Teacher evaluations need to be developed collaboratively with administrators, teachers, and teachers' associations. They identify whether teachers are meeting acceptable standards of practice. If not, they should be offered professional development, improvement plans, and opportunities to train with peers in order to meet the standards.
Teaching is not easy and new challenges appear every day. I volunteer at Frank Allis Elementary every week. I love being there, look forward to it, and am honored to help children learn. But I am always aware that I could not do the job that teachers do. Our teachers bring patience, professionalism and commitment to their classroom each day, all day. The evaluation process should support ongoing teacher development to deal with the challenges in the classroom. Supporting effective teaching leads to improved student learning.
Do you think No Child Left Behind is a good fit for Madison schools? Has it helped or hurt?
No Child Left Behind (NCLB) has been a proven disaster. It has relied almost exclusively on standardized tests to decide whether a student is learning. Standardized tests have limited value -- and the time spent preparing for and taking tests is time lost for genuine learning.
Good tests -- or assessments -- provide a teacher with information on students' strengths and weaknesses. This would allow teachers' to develop instruction around the needs of the individual student. The NCLB tests do not do that; and even if the tests were better, the tests are given in October and the results are not available until March or April, which leaves very little time to modify what is being taught to respond the needs of the student.
NCLB sets unrealistic goals. Its standards require all children to be at the proficient level in reading and math by the year 2014. This simply is not possible -- yet any school or district that misses this goal will be declared a failure.
Lastly, NCLB is underfunded, so that not only do the tests take time from instruction, they also take funds that could be better used in providing up-to-date instructional materials.
No Child Left Behind (NCLB) has not been effective at improving education in the United States or in Madison, but it has helped increase awareness of low performance among different student groups. Prior to NCLB our community could avoid comparisons, such as how African American students were performing versus white students. Or how African American students in Madison were doing versus African American students in Milwaukee.
Standardized tests are only one measure of student performance and should not be overemphasized, but they do tell us that in Madison 48.4% of our African American students in 3rd grade are not proficient in reading, which is worse than in Milwaukee at 42.1%. These numbers tell us we can and should do better.

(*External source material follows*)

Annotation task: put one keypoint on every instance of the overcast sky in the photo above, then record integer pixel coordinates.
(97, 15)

We need accountability measures that accurately reflect student learning, skills, and knowledge. NCLB is based off of the Wisconsin Knowledge Concepts Examination (WKCE) standardized state test, which does not accurately show student learning and is being replaced. With a better measure of our schools and students, we can also improve after-school and summer learning programs. By using this information community-wide and coordinating our efforts, more students will learn and thrive.
Not only do we need good information, we need timely information. With the current WCKE student assessment, students take the test in November and data is not available until the spring. This timing does not help a teacher or our schools better work with a student.
In Madison, we shouldn't set our sights on just meeting a national standard. Instead, we need to use our community expertise, innovation, and commitment to set our own vision and high standards. With my experience with our schools and education, as well as expertise improving large, complex organizations, I can help us move beyond No Child Left Behind. We can establish effective student assessments that reflect the learning and skills of our children. With these, our teachers, schools, and community can better intervene and engage students when and how it matters most. Together we can do better.